To support filtering on the count of a list field, we need to index the counts as we ingest events. This is responsible for defining the mapping for the special __counts field in which we store the list counts.

Class Method Summary collapse

Class Method Details

.merged_into(mapping_hash, for_type:) ⇒ Object

Builds the __counts field mapping for the given for_type.
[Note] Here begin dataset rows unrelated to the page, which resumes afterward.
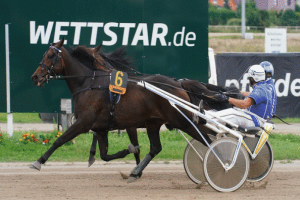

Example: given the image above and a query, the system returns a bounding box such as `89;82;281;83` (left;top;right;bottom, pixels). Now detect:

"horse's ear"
56;37;65;49
94;44;101;52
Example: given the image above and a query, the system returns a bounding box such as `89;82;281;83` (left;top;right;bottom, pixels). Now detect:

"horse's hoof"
128;143;138;153
88;156;96;167
30;161;41;171
138;172;143;178
127;174;138;183
120;172;129;179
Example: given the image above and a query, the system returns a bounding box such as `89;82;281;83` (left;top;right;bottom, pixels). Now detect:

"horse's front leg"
88;132;97;167
126;128;140;165
30;120;89;170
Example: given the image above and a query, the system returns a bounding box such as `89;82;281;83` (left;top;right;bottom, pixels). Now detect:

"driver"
240;61;277;116
211;65;276;127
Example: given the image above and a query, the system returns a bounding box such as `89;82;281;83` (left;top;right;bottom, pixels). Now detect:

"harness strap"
72;85;108;98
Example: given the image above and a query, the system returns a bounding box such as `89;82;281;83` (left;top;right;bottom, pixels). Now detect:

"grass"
0;131;300;163
0;131;190;162
0;113;42;123
0;113;300;123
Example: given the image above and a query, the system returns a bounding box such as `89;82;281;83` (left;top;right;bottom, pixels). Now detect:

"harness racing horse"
87;45;239;167
31;39;218;181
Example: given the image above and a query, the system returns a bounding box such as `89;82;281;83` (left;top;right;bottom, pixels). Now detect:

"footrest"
238;126;261;134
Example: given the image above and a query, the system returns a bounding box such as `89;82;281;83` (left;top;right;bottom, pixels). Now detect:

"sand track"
0;161;300;200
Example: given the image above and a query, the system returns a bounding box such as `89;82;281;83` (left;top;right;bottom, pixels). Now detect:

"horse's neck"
61;47;93;93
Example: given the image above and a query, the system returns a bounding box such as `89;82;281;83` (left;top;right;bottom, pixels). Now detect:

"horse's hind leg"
97;131;130;162
127;120;162;183
88;132;97;167
126;128;140;165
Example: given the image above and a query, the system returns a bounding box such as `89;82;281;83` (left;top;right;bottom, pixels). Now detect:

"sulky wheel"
244;137;274;182
203;137;250;192
183;135;216;184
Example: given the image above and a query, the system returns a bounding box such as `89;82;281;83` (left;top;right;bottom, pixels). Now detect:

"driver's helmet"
259;61;274;78
247;65;266;83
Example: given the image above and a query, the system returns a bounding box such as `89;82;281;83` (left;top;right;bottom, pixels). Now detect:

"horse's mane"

Returns a new mapping_hash with the extra __counts field merged into it.



23
24
25
26
27
28
29
30
31
32
33
34
35
36
37
38
39
40
41
42
43
44
45
46
47
48
49
# File 'lib/elastic_graph/schema_definition/indexing/list_counts_mapping.rb', line 23

def self.merged_into(mapping_hash, for_type:)
  counts_properties = for_type.indexing_fields_by_name_in_index.values.flat_map do |field|
    field.paths_to_lists_for_count_indexing.map do |path|
      # We chose the `integer` type here because:
      #
      # - While we expect datasets with more documents than the max integer value (~2B), we don't expect
      #   individual documents to have any list fields with more elements than can fit in an integer.
      # - Using `long` would allow for much larger counts, but we don't want to take up double the
      #   storage space for this.
      #
      # Note that `new_list_filter_input_type` (in `schema_definition/factory.rb`) relies on this, and
      # has chosen to use `IntFilterInput` (rather than `JsonSafeLongFilterInput`) for filtering these count values.
      # If we change the mapping type here, we should re-evaluate the filter used there.
      [path, {"type" => "integer"}]
    end
  end.to_h

  return mapping_hash if counts_properties.empty?

  Support::HashUtil.deep_merge(mapping_hash, {
    "properties" => {
      LIST_COUNTS_FIELD => {
        "properties" => counts_properties
      }
    }
  })
end